November 07, 2009 12:47 am | Updated 12:48 am IST

In political, as in most forms of bargaining, the party with the higher stakes will blink first. With each day that was added to the delay in government formation in Maharashtra, the Congress began to realise it was losing much and gaining little by prolonging the discussions over sharing ministerial berths with its partner, the Nationalist Congress Party. Thus two weeks after the Assembly election results were announced, the senior partner concluded an agreement without being able to wrest any of the major portfolios from the NCP, which was clearly in no hurry to end the stalemate. The accord came after a lot of pressure from the main Opposition, the Shiv Sena and the Bharatiya Janata Party, and some prodding from Governor S.C. Jamir. For his part, NCP legislature party leader Chhagan Bhujbal talked of lending “outside support” to the new government, a ploy often used by junior partners in a coalition. External support without participation in the government is, after all, uncertain support, and the statement was clearly intended as a threat. Pressured and nudged from different sides, the Congress had no real choice but to give in. Any further delay could have created constitutional awkwardness, quite apart from political embarrassment.

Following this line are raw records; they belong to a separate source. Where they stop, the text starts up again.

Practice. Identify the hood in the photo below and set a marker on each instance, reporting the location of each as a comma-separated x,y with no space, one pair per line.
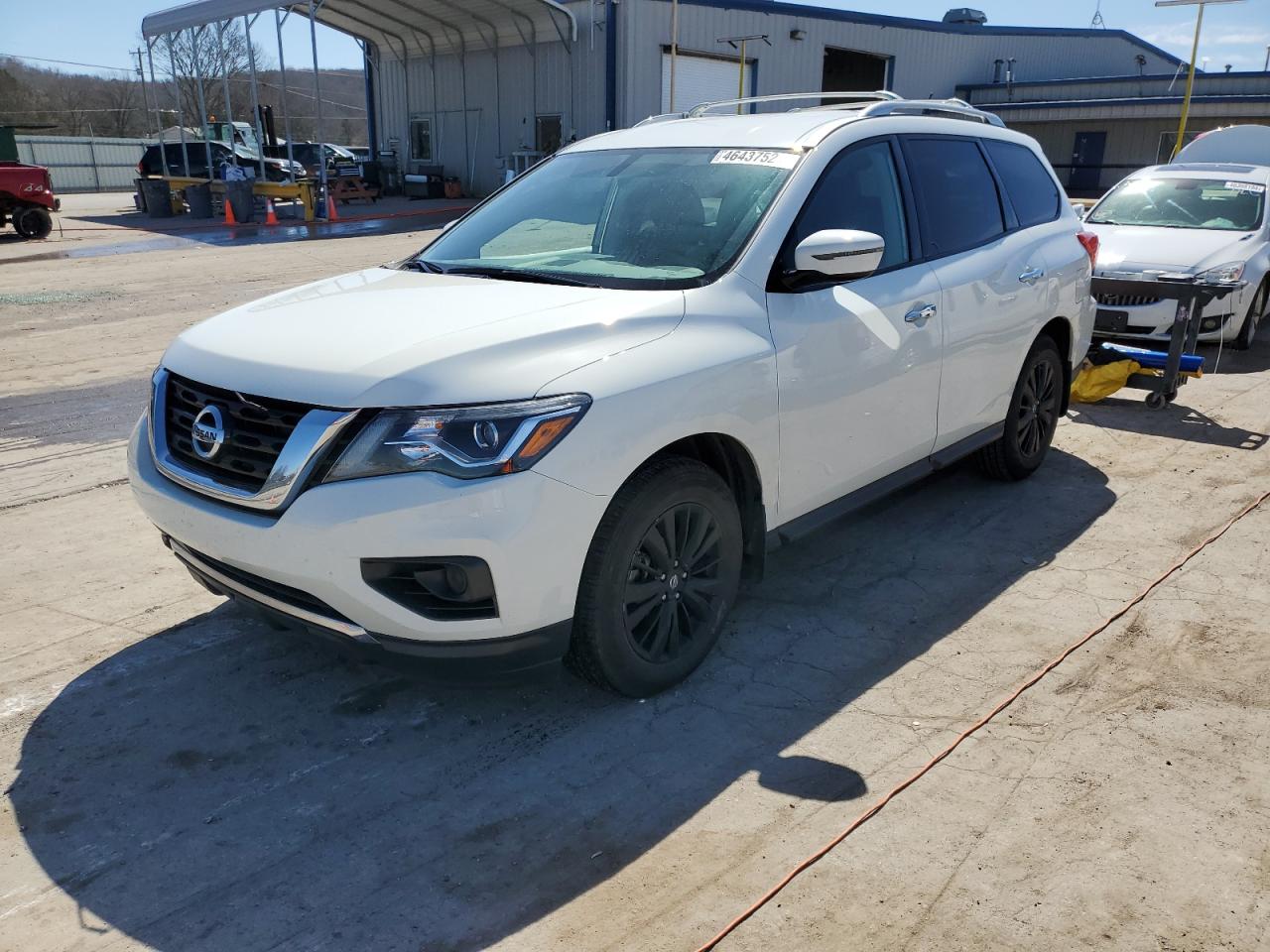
1132,248
389,338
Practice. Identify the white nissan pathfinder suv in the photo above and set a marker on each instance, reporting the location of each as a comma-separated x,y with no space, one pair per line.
575,420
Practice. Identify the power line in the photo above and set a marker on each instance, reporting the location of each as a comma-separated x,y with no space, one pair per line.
67,62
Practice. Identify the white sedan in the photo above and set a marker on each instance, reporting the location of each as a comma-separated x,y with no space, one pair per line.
1206,218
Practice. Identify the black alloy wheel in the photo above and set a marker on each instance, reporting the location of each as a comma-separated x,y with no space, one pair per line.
1038,411
1032,417
659,579
672,585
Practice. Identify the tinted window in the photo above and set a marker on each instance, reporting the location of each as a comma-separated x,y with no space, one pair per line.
955,193
1030,186
860,190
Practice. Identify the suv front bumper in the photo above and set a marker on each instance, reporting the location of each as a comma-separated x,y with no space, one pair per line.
1155,321
532,531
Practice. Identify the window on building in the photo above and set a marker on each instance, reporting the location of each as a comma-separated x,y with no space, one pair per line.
852,71
860,190
421,140
547,134
1032,189
955,191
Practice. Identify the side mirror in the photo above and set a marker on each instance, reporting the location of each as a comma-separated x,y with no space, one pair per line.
839,253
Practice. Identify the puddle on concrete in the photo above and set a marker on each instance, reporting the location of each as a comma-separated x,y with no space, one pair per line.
54,298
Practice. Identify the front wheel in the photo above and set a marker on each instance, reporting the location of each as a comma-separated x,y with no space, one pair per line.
33,222
1032,419
661,575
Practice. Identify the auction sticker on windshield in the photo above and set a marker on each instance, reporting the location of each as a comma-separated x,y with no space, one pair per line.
754,157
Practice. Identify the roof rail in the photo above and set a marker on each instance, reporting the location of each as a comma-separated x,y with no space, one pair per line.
949,108
702,108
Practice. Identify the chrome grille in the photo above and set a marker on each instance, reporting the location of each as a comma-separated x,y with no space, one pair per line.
255,430
1125,299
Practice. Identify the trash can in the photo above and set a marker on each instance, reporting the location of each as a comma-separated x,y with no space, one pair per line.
199,200
239,195
157,194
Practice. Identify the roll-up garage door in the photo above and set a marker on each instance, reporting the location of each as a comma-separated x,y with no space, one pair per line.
701,79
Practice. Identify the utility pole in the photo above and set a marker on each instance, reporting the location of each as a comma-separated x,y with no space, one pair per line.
739,45
1191,73
675,48
145,98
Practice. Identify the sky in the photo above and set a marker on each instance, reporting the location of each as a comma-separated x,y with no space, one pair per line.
82,32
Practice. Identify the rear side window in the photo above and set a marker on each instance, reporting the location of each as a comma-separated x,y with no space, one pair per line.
1032,189
955,191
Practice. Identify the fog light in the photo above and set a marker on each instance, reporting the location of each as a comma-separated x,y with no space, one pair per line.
447,588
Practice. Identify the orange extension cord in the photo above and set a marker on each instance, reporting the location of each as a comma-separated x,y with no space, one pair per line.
1014,696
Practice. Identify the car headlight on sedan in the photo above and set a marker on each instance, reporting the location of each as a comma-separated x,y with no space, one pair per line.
466,442
1225,273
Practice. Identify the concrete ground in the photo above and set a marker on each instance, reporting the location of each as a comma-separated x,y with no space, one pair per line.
180,777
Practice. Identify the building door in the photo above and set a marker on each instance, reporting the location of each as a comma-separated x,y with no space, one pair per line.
547,134
1086,162
702,79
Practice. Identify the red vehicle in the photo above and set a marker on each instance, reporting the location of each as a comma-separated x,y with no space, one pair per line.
27,199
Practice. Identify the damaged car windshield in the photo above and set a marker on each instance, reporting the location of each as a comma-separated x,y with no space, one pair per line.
1184,203
622,218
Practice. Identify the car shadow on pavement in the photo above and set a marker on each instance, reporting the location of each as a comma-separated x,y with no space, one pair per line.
1173,421
218,785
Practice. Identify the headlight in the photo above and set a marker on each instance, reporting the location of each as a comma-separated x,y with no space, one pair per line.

This is not the first time these allies have tested each other’s time and patience before reaching an agreement. In 1999, when they first came together, they took two weeks to decide the shape and size of government. In 2004, when the NCP won more seats than the Congress, 12 days were spent in hard bargaining. In 2009, although the Congress, with 82 seats, won 20 seats more than the NCP, it was not able to leverage this in the bargaining for ministries. The NCP negotiators had a clever argument. The Congress contested 174 of the 288 seats but won fewer than half that number. The NCP, bagging 62 from the 114 seats it contested, had a better strike rate (54.4 per cent) than the senior partner (47.1 per cent). The Congress was allowed to field candidates in a larger number of constituencies on the strength of its good showing in the Lok Sabha election. By contrast, the NCP, which did not fare all that well in the 15th general election, recovered some of the lost ground in the Assembly election. Now that the political negotiations are over, the Congress and the NCP must get to work seriously on the tasks of governance. The 2009 mandate is not an unqualified endorsement of what they did over the last ten years and the coalition regime must set its mind on doing much better. As a first priority, it must deal with the agrarian crisis in all its aspects — drought, power cuts, and farm suicides.